The above images, though realistic, are entirely synthetic (check out some of the ears for example); they have been produced as a function of random noise by a generative adversarial network, or GAN. Originally proposed in 2014, GANs have come a long way to be able to produce these images. In this assignment, we’ll start from the original GAN formulation and work our way toward the current state-of-the-art GAN formulations.
In the original formulation of a GAN, we have two networks: the generator and the discriminator. The goal of the discriminator is to differentiate between real data from a source dataset and synthetic data produced by the generator. At the same time, the generator seeks to produce data is realistic enough to fool the discriminator.
Both the generator and discriminator are neural networks that may consist of any of the layers we have seen so far in combination. More specifically, the generator G is a neural network that takes as input a source of random noise z in order to produce an output that “looks like” real data x. The random noise z is used to produce different images on each run. The discriminator D is a neural network that takes a input a mixture of real images and images coming from the generator. It produces a probability estimate that the data is real, i.e. not synthesized by the generator. Training the generator and the discriminator in this sort of competitive framework has resulted in dramatic improvements in the area of generative models, but as we will see, they are not without their challenges.

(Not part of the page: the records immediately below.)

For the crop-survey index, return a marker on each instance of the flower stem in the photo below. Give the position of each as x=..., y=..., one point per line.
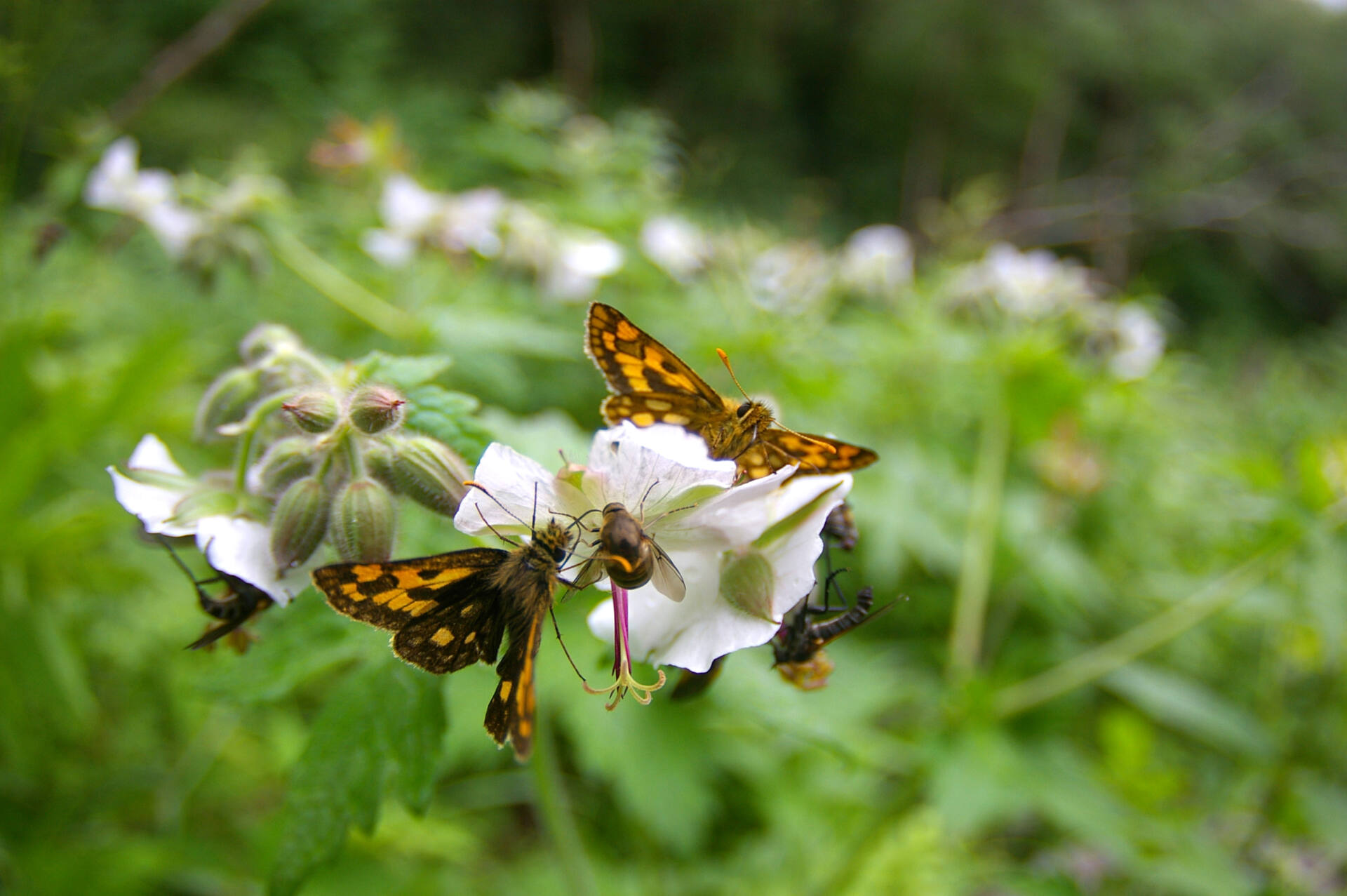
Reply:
x=1111, y=655
x=979, y=542
x=338, y=287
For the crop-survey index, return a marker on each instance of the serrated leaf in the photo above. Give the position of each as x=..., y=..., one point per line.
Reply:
x=1191, y=708
x=404, y=372
x=380, y=726
x=448, y=417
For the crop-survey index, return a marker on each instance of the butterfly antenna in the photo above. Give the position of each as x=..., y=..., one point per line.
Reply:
x=185, y=569
x=562, y=642
x=725, y=360
x=495, y=531
x=483, y=490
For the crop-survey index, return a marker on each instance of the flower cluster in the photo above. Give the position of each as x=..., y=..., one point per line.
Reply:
x=320, y=452
x=196, y=221
x=568, y=262
x=745, y=551
x=787, y=278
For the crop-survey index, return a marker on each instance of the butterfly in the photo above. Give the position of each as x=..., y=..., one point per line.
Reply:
x=236, y=606
x=450, y=610
x=650, y=385
x=799, y=644
x=629, y=557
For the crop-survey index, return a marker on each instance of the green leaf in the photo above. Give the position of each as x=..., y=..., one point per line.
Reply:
x=402, y=371
x=382, y=726
x=1191, y=708
x=448, y=417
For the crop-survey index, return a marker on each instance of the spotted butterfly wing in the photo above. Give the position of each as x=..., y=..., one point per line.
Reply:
x=455, y=609
x=650, y=385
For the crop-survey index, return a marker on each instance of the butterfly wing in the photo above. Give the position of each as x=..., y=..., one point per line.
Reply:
x=509, y=716
x=814, y=453
x=442, y=608
x=635, y=363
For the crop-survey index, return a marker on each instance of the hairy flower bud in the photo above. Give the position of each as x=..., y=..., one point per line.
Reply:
x=285, y=461
x=227, y=401
x=363, y=522
x=202, y=503
x=430, y=473
x=375, y=408
x=313, y=411
x=300, y=522
x=746, y=582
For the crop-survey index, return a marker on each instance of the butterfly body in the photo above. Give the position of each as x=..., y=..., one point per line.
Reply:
x=799, y=644
x=239, y=604
x=455, y=609
x=650, y=385
x=629, y=557
x=240, y=601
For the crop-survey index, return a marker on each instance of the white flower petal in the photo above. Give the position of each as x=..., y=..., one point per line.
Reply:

Navigate to the following page: https://reiinakano.github.io/gan-playground/
1.2.1 Why does the Generator need the second FC layer to transform the shape [256] output of the first FC layer? Hint: Can a Reshape layer reshape [600] to [20,20,2]? How about [800] to [20,10,4]?
The generator needs the second FC layer to transform the shape 256 output of the first FC layer to the final dimensions of [28, 28, 1] as the number of units needed for this layer is 28*28*1 = 784, which is the output of the 2nd FC layer.
A reshape layer cannot reshape 600 to [20,20,2], as 20*20*2=800 and not 600. A reshape layer however can go from 800 to [20,10,4] as 20*10*4 = 800.
1.2.2 Submit screenshots of some results (generated examples, discriminator predictions on real and fake data, and learning curves as in the plots above).
Here is a screen shot of the generated examples after approximately 10-15 minutes of training, along with the learning curves. The curves on the right show that as we train for longer amounts of time, the cost of the discriminator increases as the generator is able to create pictures that are able to seem more like the real images to fool the discriminator. This decreases the cost of the generator as shown.
1.2.3 Can you say anything about the performance of the system's default fully connected model versus the performance of the convolutional model?
The CNN model does better than the FC connected model, which makes sense as CNN's are better at figuring out details in images.
Submit screenshots of your results with at least 3 different configurations (architecture, learning rate, optimizers). At a minimum, try: the provided architecture with generator learning rate greater than discriminator learning rate, same architecture with discriminator learning rate greater than generator learning rate, and one other variant. Feel free to experiment with other layer types as well. No need for all your results to look great. Keep in mind that you'll probably need to run each of your experiments for several minutes or longer, so don't feel the need to got overboard trying lots of variations.
Here are a couple of experiments that I tried:
The first one was with the CNN model with a learning rate of the discriminator as 0.1 as shown. Here is the model after 10 minutes:
The second experiment I tried was with the generator learning rate of 0.1 instead (greater than discriminator).
The final experiment was with the discriminator and generator learning rates both as 0.1.
1.3.1. Were any of your models able to generate any reasonable MNIST digits? If so, were any of your models able to generate all of the MNIST digits (0-9)? Did any of your models get stuck at some point generating one or a few digits only (i.e. mode-collapse)?
I was unable to generate reasonable MNISTs digits for the second model with generator learning rate = 0.1. From the models I tried, none were able to generate all the MNIST digits. The model with generator learning rate = 0.1 only generated only a few digits (8's, 3's, and 9's) as I saw. The first and third model did not do as well.
1.3.2 What happened when the discriminator learning rate was greater than the generator learning rate? What about when the generator learning rate was greater than the discriminator learning rate?
When the discriminator learning rate is higher, it takes much longer to train and the generator does not create as good images. However when the generator learning rate is higher, performance is better.
1.3.3 Try building configurations for CIFAR. (This will require a miinute or two to loadFirst, try running with only FC layers for ~15 minutes and document your results.
Here is a basic model for CIFAR with the FC layer. This took longer than 15 minutes to train, and still did not perform very well. This is probably due to the fact that the CIFAR dataset is much more complex as it has more color channels (3).